Applying the aforementioned test under the terms of the amendment, we hold that the resolution approving the annexation was municipal legislation in that it was a new law. The statutory procedure for annexing land provides that, before the annexation is final, the city council must pass an ordinance or resolution accepting the territory. Ark. Stat. Ann. §§ 19-305,19-306 (Repl. 1980). Since confirmation of the annexation is dependent on this action by the city council, such action cannot be considered merely the execution of a law already in existence. Rather the power exercised by the city council prescribes a new law and is municipal legislation. In addition, amendment 7, by its terms, provides that any resolution enlarging or extending a franchise shall be subject to referendum. A resolution approving an annexation pertains to an enlargement or extension of the services offered by the city to a new area. Therefore, when the city passed the resolution approving the annexation, the voters acquired a right to hold an election. Since the voters have an established legal right, mandamus should issue to compel the election.

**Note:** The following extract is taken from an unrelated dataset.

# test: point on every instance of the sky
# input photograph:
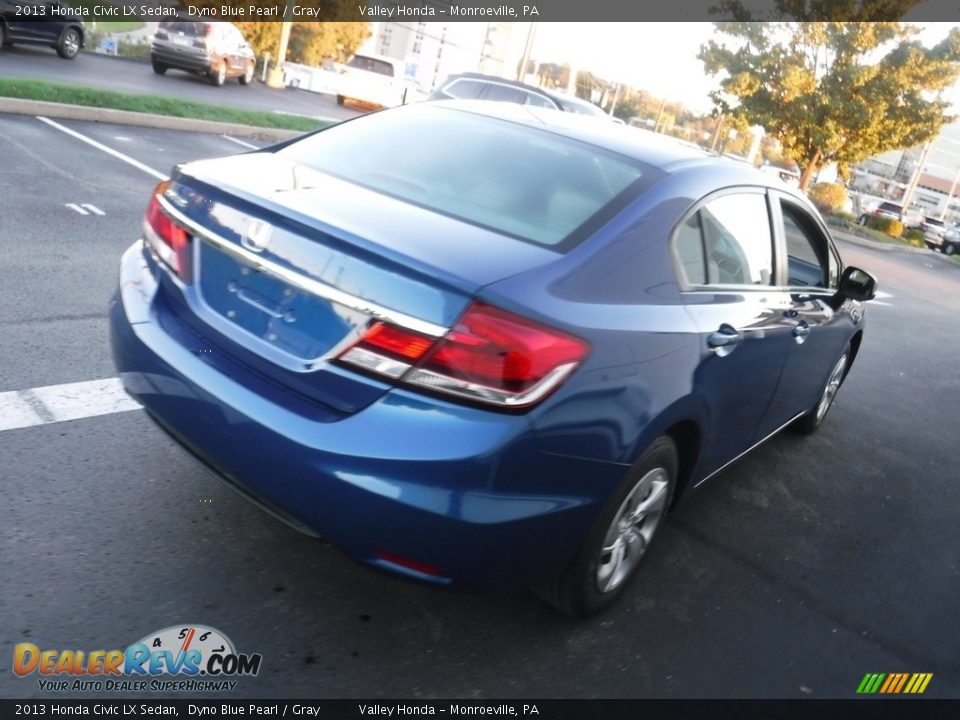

The North Little Rock mayor and alderman argue that, if an election is ordered, it should be postponed until a decision has been handed down by this court in an appeal that was taken of the circuit court judgment entered November 21, 1986. We decline to postpone the election. We explained in Lewis v. Conlee, Mayor et al., supra, that the matter of setting a date for an election is normally a matter of legislative discretion, but that that discretion cannot be exercised in a fashion that would nullify the intent of amendment 7. The same is true here. The people have a right, under amendment 7 to an election on the resolution passed by the city council. It is therefore up to the city to hold the election within a reasonably prompt period of time.

Accordingly, the judgment is reversed and the cause is granted with directions to the Pulaski Circuit Court to issue its writ directing the North Little Rock City Council to set the referendum election, involved herein, within a reasonably prompt *533period of time.